(CC) por Presidencia de la República del Ecuador - Flickr

“para explicar a los ciudadanos por qué a pesar de sus promesas no se ha producido el milagro señala a 3 responsables: el enemigo interior, el enemigo exterior y el enemigo anterior…”

El Estado megalómano-J. Ravel

“¡Ningún gobierno invirtió como éste!” -“Antes solo se invirtió”…“a lo que ahora hemos invertido”

Y así, viviendo de una figura comparativa de trasfondo mañoso para ignorantes, cree engañar al pueblo, porque él considera que todos los ecuatorianos somos tontos.

Es verdad lo de la diferencia de las cantidades invertidas antes con las de ahora; tomaré ese “antes” o “enemigo anterior”, al que obsesivamente lo culpa para poder gobernar-la Presidencia de León Febres Cordero-a la que señala horrorizado, cual niño al cuco. Luego de haber arremetido contra “el imperio”-enemigo externo. Increíblemente, sin esa figura es incapaz de gobernar-Lo culpa de todo, desde los apagones hasta al monto de inversiones.

Transcribo lo que me dice “mi asesor económico” de 90 años de edad¡Pobre hombre! Si supiera de Economía no debería hacer esa comparación tan tonta, porque la razón es tan fácil de entender, sin ser Economista.

-No es lo mismo para un gobierno vender un barril de petróleo a cinco dólares y además sufrir la rotura de un oleoducto, como lo vendió y sufrió el País en la Presidencia de Febres Cordero, que venderlo a más de setenta dólares y lo que es peor, gastarlo y dilapidarlo como ahora en un estado declarado “en excepción” o emergencia, lo cual arrastra muchas interrogantes ¿?.

Por otra parte, a mí, como ciudadana guayaquileña me indigna la forma de engañar a la masa popular haciéndole partícipe de sus complejos y su terror obsesivo contra “el enemigo interior”, en este caso contra el Alcalde Nebot, que es arremeter contra esta Ciudad, con una sola meta, destruirla.

Primero desmembró su Provincia para hacer una nueva y disminuirles a los guayaquileños su campo de acción.

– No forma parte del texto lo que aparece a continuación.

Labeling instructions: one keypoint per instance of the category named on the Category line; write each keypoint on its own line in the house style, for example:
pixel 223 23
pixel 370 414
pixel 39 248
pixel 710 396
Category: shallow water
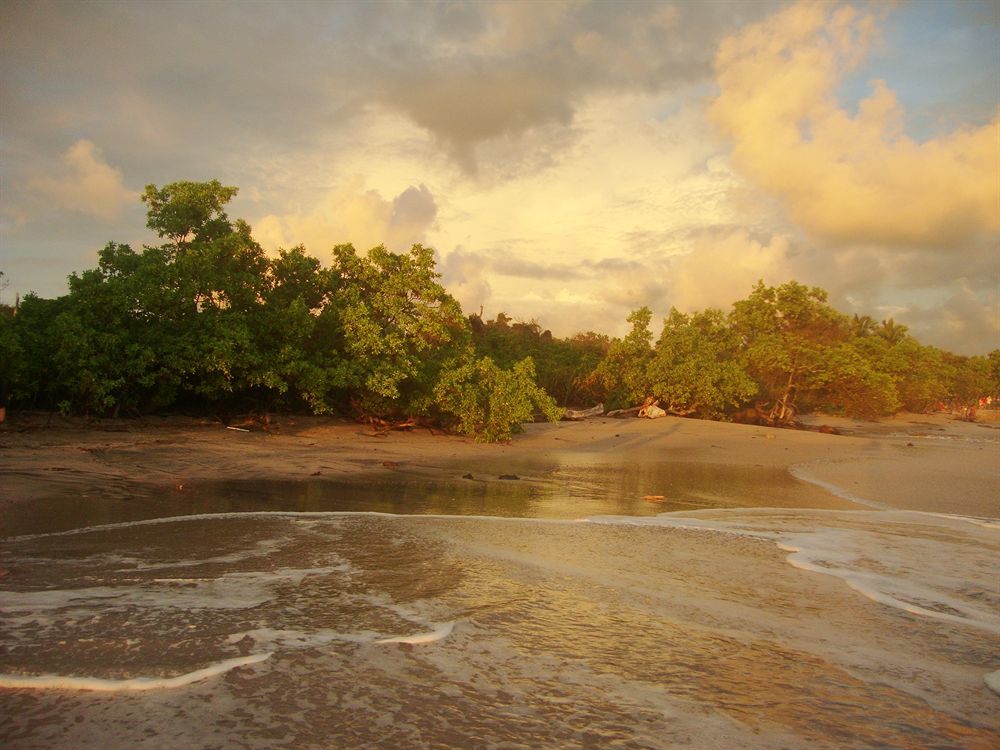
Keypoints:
pixel 614 627
pixel 542 490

Aquí aflora otra de sus mezquindades, el odio. Odia a Guayaquil en tal forma de acabar con ella volviéndola al caos y a la inmundicia. En una fementida defensa al “hombre pobre trabajador” lo lanzó a la calle a destruir el orden de una ciudad que le ha costado el esfuerzo de todos los guayaquileños, hombres y mujeres, levantarla.

Punto aparte lo de las rentas municipales: todos sabemos que los municipios de un País subsisten de los impuestos que producen y las subvenciones que reciben, y una vez recaudados, se los envía al Gobierno Central de donde se los retribuyen o transfieren.

La transferencia de esos fondos deben cubrir los presupuestos que de acuerdo a su producción elabora cada ayuntamiento. Esto lo saben todos los Alcaldes que hoy se dejan engañar en acción sectaria de “justicia a los municipios pequeños” pero su único fin es solo destruir la autonomía de la economía de una Ciudad, en su concepción demagógica de que solo se puede dar a los unos lo que se le quita a los otros.- Y otra vez en pose jactanciosa y ofensiva, porque no creo sea ignorancia, habla de “dar” “dimos” ”damos” tantos millones, lo que suena a dádiva que debe agradecérsela.

Acabo de escuchar por TV. (lunes 17 de enero) la forma ruin como trata al pueblo ¡qué desprecio a su dignidad! cuando los exhorta a ir al llamado del Alcalde “coman los sanduchitos “pero el voto me lo dan a mí…

¿Y después ¿qué sigue Presidente…?

¡Pare ya esa sed de venganza contra Guayaquil!

Pare ya! Que los guayaquileños no aguantamos más! ¡Basta ya con Guayaquil!